Agencia / Foto: Cortesía

James Rodríguez fue, una vez más y sin ninguna duda, el mejor jugador del Everton, pero ni siquiera la mejor versión del colombiano fue suficiente para romper una maldición de los toffees que dura ya una década. Aun así, los de Ancelotti consiguieron dar un paso hacia adelante y nivelar las fuerzas porque el VAR anuló el tanto de Henderson en el minuto 92 por un fuera de juego milimétrico y muy polémico que volverá a despertar las críticas en Inglaterra contra la tecnología en el fútbol.

La nota negativa la puso sin embargo Virjil van Dijk, que recibió una entrada criminal de Pickford que le hizo retirarse del terreno de juego con muy malas sensaciones. El portero inglés se libró de la roja porque el linier había levantado la bandera para señalar fuera de juego, pero cuesta entender por qué no se pudo intervenir ante una agresión flagrante que además se llevó por delante un jugador. Quien sí que se llevó la roja en los instantes finales fue Richarlison, que también fue a cazar sin miramientos a Thiago en un balón dividido y que podría haber lesionado gravemente al español, que pudo seguir jugando.
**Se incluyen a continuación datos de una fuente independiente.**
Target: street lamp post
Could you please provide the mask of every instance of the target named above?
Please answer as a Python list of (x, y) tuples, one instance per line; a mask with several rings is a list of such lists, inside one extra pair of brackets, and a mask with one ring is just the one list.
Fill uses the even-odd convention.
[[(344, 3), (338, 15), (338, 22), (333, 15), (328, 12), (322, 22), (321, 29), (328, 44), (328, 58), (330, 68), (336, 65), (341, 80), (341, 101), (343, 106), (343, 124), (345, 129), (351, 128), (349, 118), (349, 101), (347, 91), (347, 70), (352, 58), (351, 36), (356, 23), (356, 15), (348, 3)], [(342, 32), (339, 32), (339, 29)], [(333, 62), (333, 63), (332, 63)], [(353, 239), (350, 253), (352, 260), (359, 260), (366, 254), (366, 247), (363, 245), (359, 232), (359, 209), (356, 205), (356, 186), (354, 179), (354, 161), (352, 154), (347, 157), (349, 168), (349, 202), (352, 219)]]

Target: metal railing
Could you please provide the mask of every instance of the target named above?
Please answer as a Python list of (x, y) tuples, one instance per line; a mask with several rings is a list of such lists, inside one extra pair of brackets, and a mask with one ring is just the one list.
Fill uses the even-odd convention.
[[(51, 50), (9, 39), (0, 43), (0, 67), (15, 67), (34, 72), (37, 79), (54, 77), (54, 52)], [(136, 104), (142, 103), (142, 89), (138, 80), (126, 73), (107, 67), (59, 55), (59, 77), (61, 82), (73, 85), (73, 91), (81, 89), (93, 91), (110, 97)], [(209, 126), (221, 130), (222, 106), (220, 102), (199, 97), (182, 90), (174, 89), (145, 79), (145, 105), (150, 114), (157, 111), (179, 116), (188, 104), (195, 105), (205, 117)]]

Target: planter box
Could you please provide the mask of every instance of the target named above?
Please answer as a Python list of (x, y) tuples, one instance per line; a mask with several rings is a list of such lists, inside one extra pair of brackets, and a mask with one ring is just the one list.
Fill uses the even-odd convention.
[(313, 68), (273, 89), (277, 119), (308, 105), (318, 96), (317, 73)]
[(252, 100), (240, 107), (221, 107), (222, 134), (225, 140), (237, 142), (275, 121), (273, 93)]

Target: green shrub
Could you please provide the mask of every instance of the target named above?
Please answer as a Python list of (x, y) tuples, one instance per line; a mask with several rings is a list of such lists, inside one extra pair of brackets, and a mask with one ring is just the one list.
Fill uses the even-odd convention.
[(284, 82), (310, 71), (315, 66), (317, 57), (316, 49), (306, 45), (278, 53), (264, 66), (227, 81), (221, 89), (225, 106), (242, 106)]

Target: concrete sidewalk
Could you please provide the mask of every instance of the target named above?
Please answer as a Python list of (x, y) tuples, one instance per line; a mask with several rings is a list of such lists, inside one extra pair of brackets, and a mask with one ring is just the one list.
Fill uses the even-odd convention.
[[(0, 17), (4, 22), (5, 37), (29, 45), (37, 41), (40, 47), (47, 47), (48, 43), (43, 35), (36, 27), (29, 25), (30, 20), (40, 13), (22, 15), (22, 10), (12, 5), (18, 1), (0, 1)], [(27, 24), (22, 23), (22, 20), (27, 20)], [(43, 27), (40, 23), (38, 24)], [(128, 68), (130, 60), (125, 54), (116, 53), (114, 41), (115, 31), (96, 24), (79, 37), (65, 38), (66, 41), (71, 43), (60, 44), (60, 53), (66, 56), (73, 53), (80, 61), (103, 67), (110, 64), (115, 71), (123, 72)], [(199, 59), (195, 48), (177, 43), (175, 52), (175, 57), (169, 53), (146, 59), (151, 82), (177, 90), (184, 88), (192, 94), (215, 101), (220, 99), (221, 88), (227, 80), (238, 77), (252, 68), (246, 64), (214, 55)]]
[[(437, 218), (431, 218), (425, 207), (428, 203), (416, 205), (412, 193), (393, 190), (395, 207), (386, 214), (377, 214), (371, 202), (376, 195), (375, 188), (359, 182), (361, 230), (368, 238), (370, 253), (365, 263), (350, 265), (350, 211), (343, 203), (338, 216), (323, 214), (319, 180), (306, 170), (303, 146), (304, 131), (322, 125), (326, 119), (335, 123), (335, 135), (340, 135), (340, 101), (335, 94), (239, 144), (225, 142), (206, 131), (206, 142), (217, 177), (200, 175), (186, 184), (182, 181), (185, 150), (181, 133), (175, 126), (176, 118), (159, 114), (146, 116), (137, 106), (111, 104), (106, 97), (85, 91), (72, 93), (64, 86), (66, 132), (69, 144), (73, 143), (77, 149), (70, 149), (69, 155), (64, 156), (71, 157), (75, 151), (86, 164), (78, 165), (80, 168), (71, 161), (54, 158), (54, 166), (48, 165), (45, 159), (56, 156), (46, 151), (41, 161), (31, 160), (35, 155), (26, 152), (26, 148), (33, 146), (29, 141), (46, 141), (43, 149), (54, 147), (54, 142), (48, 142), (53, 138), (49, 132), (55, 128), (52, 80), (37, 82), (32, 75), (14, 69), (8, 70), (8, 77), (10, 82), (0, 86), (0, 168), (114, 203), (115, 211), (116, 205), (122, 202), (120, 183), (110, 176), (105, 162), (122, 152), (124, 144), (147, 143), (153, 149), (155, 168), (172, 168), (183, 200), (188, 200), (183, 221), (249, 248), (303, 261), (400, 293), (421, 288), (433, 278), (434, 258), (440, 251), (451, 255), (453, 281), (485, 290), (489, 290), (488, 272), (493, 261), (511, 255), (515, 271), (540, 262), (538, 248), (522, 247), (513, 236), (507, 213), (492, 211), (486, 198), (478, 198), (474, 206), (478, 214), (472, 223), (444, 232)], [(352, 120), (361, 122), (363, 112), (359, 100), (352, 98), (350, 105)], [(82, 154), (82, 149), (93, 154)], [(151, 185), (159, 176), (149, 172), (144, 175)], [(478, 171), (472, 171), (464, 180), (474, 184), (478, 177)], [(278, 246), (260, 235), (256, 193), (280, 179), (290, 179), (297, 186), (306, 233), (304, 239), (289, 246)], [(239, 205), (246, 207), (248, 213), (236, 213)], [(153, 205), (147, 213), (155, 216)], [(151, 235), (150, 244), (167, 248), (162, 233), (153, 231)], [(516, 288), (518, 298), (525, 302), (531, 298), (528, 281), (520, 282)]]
Sobre el campo, los de Klopp salieron a marcar terreno desde el primer momento, y Mané, aprovechando una buena incursión de Robertson por la banda, abrió el marcador a los dos minutos de juego. Jarro de agua fría para el Everton, que venía de ganar todos sus partidos en este arranque de temporada, y que hizo que los de Ancelotti tuviesen unos primeros momentos de parálisis que podrían haberles costado el partido, según publica el diario As. 

Tras un disparo maravilloso de Alexander-Arnold que fue muy bien detenido por Pickford, los toffees reaccionaron con un cabezazo de Keane de córner tras un centro maravillosamente colgado de James, que cada vez que sacó la zurda a pasear en el partido fue un auténtico regalo. 

Con las fuerzas igualadas, y tras la entrada criminal de Pickford sobre Van Dijk, los reds volvieron a adelantarse después de una frivolidad en el despeje de Yerry Mina que fue bien aprovechada por Salah. Y, cuando todo parecía perdido para el Everton, Calvert-Lewin, que se está marcando un arranque de temporada espectacular, volvió a nivelar el encuentro con un cabezazo.